Rasthaber - Öncelikle ârif sadece hakkı talep eder, başka bir şeyi değil. Onun marifetine, Allah’a ibadetine hiçbir şey tesir edemez. Çünkü O’nu ibadet edilmeye layık görür. Allah Teâlâ’ya karşı duyulan bu duygu şereflidir, ibadetin saiki ne rağbettir ne de korku…
Bu kelamdan murad, ârifin gaye açısından muvahhid olmasıdır.
Ârifin yegâne hedefi Allah Teâlâ’dır. Alllah Teâlâ’yı dünyevî ve uhrevî
nimetlerinden dolayı talep etmez. Dünyevî ve uhrevî nimetlerden dolayı ibadet
eden kimsenin gayesi haddizatında nimetin kendisidir. Bu durumda Allah Teâlâ
nimetler için bir vesile ve bir vasıta olmuş olur. Kişinin hakikî mâbudu ve
isteği bu nimetler olur.
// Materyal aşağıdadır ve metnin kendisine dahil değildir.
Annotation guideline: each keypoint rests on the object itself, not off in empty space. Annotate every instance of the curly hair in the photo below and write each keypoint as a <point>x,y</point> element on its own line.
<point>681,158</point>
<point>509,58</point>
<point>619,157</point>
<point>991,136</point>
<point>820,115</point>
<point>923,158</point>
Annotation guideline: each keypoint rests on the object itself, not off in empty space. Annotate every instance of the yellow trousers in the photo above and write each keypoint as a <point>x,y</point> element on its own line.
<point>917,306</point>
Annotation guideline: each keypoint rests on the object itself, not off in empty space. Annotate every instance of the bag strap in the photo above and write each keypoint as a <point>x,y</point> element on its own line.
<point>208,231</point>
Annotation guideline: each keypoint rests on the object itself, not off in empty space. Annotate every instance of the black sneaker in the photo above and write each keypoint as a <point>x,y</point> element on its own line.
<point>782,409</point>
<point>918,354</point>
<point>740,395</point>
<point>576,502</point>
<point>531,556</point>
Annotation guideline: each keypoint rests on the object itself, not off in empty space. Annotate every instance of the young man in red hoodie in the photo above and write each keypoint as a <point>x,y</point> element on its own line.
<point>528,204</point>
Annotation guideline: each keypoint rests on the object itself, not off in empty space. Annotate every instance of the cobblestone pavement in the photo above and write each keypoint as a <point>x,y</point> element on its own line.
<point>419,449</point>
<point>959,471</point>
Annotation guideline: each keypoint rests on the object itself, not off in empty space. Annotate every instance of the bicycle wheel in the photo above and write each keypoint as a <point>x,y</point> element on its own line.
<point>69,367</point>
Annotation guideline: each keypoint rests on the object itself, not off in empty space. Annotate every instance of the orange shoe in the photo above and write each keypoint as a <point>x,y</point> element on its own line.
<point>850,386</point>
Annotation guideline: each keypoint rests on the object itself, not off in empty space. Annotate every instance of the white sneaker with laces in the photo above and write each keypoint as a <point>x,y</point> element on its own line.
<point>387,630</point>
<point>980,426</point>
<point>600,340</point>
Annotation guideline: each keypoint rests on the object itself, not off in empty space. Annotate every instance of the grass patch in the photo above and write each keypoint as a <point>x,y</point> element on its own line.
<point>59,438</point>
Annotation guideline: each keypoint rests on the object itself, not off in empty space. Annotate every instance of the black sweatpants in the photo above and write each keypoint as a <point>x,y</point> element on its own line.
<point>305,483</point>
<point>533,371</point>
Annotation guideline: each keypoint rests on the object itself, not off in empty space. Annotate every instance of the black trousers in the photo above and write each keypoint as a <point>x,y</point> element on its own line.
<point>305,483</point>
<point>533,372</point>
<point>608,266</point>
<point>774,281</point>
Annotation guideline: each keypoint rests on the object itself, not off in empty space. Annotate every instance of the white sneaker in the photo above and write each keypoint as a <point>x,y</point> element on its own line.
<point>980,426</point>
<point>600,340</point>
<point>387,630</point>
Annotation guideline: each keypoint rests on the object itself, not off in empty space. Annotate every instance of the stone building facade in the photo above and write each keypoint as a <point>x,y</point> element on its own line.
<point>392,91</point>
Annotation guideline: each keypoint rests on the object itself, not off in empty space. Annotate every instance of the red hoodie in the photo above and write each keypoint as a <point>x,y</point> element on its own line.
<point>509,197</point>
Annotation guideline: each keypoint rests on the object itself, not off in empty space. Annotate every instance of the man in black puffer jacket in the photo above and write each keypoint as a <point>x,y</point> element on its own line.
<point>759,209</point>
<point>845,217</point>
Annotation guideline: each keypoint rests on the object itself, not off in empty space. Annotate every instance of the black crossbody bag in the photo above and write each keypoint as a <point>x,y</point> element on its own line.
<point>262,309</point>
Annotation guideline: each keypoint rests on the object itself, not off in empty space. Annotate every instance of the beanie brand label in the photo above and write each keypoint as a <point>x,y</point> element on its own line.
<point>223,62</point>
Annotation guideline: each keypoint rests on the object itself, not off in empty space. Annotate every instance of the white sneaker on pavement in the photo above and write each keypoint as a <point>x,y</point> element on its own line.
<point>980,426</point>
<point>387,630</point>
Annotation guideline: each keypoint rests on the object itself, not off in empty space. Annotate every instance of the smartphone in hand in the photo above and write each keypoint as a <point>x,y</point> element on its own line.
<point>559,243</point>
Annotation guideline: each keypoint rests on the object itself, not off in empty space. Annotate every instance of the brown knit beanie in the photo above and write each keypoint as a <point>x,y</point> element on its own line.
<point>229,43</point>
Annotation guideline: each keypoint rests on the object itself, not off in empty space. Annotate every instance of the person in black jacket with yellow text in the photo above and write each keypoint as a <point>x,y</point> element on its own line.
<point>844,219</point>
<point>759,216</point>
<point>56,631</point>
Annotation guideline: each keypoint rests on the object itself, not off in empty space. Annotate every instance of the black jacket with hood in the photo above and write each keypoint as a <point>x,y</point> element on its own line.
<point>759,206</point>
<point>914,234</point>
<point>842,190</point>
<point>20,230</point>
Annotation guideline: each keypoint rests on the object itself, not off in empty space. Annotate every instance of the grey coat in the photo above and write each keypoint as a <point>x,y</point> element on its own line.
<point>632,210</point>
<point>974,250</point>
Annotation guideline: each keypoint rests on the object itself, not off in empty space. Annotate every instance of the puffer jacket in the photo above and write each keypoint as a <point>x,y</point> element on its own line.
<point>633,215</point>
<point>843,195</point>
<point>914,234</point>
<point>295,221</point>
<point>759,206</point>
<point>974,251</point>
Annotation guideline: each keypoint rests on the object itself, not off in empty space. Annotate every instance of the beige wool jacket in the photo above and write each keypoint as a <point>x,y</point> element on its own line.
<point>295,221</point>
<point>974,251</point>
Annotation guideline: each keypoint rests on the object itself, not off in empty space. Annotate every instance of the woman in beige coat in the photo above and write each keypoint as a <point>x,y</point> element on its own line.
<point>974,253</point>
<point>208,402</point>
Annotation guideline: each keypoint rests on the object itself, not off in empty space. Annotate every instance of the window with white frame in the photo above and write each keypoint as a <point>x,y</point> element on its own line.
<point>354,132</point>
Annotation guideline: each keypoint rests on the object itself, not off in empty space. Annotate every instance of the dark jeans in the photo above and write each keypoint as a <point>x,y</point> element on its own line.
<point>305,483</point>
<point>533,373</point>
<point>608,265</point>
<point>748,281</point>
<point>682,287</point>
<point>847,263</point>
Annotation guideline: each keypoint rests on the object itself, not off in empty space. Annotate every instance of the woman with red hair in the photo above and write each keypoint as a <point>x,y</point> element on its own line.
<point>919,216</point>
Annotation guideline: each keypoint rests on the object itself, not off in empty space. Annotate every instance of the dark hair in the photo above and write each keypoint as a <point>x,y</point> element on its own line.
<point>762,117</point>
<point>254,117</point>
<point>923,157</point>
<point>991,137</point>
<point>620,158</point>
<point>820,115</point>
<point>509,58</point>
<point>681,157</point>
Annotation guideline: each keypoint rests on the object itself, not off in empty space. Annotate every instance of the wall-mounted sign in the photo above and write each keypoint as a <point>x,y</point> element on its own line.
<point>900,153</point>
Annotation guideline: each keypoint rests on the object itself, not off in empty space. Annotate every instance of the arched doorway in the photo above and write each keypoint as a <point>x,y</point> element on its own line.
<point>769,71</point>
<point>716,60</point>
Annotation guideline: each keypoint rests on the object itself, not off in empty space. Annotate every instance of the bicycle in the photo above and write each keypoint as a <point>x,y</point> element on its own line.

Yahut da daha dakik bir ifadeyle mâbudu ve matlabı
kişinin kendi nefsi olmuş olur. Çünkü âbid, bu nimetleri ihtiyaçlarını
karşılamak için talep etmektedir.
Ârife gelince ise onun bütün talep ettiği şey sadece
Allah Teâlâ’dır. Ârif ilahî nimetleri talep ediyorsa ancak bu nimetlerin O’nun
fazlı ve lütfu oluşundan dolayıdır. Buna göre, ârif olmayan kişi Allah Teâlâ’yı
nimetleri için talep ederken, ârif Allah’ın nimetlerini Allah için talep eder.
Akla şöyle bir soru gelebilir: Ârif Allah Teâlâ’yı
herhangi bir gaye dolayısıyla talep etmiyorsa neden O’na kulluk ediyor? Her
ibadetin bir gayesi yok mudur?
İbn Sînâ bu soruya şöyle cevap verir: Ârifin
ibadetten iki gayesi vardır: Birincisi, Mâbud ibadet edilmeye layıktır. Bunun
bir benzeri şudur: İnsan bir şahısta veya bir şeyde kemal görür de ona
övgülerde bulunur. Eğer “Bu övgünün gerekçesi ve yararı nedir?” diye soracak
olursan sana şöyle cevap verir: “Ben herhangi bir çıkardan dolayı onu övüyor değilim.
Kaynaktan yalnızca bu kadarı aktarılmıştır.